Bernhard Rupp wrote:
People also felt that the RMSD bond/angle of 0.016/1.6 was still a little
high.
This was subject of a discussion before on the board and I still don't
understand it:
If I recall correctly, even in highly accurate and precise
small molecule structures, the rmsd of corresponding
bonds and angles are ~0.014A and 1.8deg.
It always seems to me that getting these values much below is not a sign
of crystallographic prowess but over-restraining them?
Is it just that - given good resolution in the first place - the balance
of restraints (matrix weight) vs low R (i.e., Xray data) gives the best
Rfree or lowest gap at (artificially?) lower rmsd?
Is that then the best model?
I understand that even thermal vibration accounts for about 1.7 deg
angle deviation - are lower rmsd deviations then a manifestation
of low temp? But that does not seem to be much of an effect, if
one looks at the tables from the CSD small mol data (shown in
nicely in comparison to the 91 Engh/Huber data in Tables F, pp385).
This is an on-going topic of discussion so let me put in my two cents.
We calculate libraries of "ideal geometry" based on precise, small
molecule structures. When these small molecule crystal structures are
compared to our derived libraries they are found to contain deviations.
These deviations are larger than the uncertainty in these models and
are presumed to reflect real features of the molecule; perturbations
due to the local environment in the crystal.
These same perturbations are present in our crystals and we should
expect to find deviations from "ideal geometry" on the same scale as
that seen in the precise models. This expectation lead to the practice
in the 1980's of setting r.m.s. targets of 0.02A and 3 degrees for
agreement to bond length and angle libraries.
While this seems quite reasonable, we are left with the question:
Are the deviations from "ideal geometry" we see in a particular model
in any way related to the actual deviations of the molecule in the
crystal? The uncertainties (su's) of the bond lengths in a model based
on 4A diffraction data are huge compared to the absolute value of the
true deviation. For example, if the model had a deviation from "ideal
geometry" of 0.02A but the uncertainty of the distance is 0.2A can we
say that we have detected a signal that is significantly different than
zero, the null hypothesis?
If we have a model with a collection of deviations from "ideal geometry"
but we have no expectation that those deviations are indicative of the
true deviations of the molecule in the crystal, are those deviations
serving any purpose?
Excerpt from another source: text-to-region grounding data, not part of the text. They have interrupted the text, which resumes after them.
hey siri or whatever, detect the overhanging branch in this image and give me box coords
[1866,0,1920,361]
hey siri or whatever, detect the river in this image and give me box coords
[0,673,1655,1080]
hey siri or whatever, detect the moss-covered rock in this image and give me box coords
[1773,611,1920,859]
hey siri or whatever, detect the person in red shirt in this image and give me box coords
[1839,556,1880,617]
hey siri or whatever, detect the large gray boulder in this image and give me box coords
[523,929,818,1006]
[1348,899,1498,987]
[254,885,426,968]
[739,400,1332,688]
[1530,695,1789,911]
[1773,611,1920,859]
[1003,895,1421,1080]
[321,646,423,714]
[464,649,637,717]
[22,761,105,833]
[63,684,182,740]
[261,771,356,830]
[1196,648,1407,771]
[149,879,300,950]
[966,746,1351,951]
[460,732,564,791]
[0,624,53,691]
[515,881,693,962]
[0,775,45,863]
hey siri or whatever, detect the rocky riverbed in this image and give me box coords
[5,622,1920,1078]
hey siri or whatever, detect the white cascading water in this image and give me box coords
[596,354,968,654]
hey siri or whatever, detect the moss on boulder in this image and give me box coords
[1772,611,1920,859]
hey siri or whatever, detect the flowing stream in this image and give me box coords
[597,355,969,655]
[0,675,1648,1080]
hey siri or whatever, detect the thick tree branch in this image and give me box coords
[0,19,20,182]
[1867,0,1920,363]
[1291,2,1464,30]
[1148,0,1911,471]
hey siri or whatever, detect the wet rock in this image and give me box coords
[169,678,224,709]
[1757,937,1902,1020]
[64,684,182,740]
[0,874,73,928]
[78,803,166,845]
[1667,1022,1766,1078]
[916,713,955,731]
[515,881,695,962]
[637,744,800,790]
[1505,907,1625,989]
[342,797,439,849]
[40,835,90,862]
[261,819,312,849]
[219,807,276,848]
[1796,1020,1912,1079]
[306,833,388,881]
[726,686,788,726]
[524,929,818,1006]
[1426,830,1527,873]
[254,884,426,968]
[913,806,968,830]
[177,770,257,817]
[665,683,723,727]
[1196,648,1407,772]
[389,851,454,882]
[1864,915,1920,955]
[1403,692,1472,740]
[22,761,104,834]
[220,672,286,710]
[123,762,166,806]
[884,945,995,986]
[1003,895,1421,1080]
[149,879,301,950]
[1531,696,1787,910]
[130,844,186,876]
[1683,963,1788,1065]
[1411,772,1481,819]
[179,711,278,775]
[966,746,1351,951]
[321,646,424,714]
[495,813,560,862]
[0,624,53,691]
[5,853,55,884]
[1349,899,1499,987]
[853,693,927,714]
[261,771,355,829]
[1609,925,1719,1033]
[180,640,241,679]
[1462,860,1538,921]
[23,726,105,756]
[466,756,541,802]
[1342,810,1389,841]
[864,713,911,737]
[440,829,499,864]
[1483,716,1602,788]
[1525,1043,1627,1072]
If they do not reflect any property of the crystal
they are noise and should be filtered out.
By this argument a model based on 4A resolution diffraction data should
have no deviation from "idea geometry" while one based on 0.9A diffraction
data should have no restraints on "ideal geometry" since the deviations
are probably all real and significant (except for specific regions of
the molecule that have problems).
The problem we all face is the vast area between these extremes,
compounded by our inability to calculate proper uncertainties for the
parameters of our models. The free R is our current tool-of-choice when
it comes to attempting to judge the statistical significance of aspects
of our model, without performing proper statistical tests which we don't
know how to do. If we allow our model the freedom to deviate from our
library and the free R improves a "significant" (??) amount then the
resulting deviations must have some similarity to the true deviations
in the crystal, but if the free R does not improve then the deviations
must not be related to reality and should be suppressed. This is the
type of assumption we make whenever we use the free R to make a choice.
What we end of doing is not making a yes/no decision but instead we
variably suppress the amplitude of the deviations from "idea geometry"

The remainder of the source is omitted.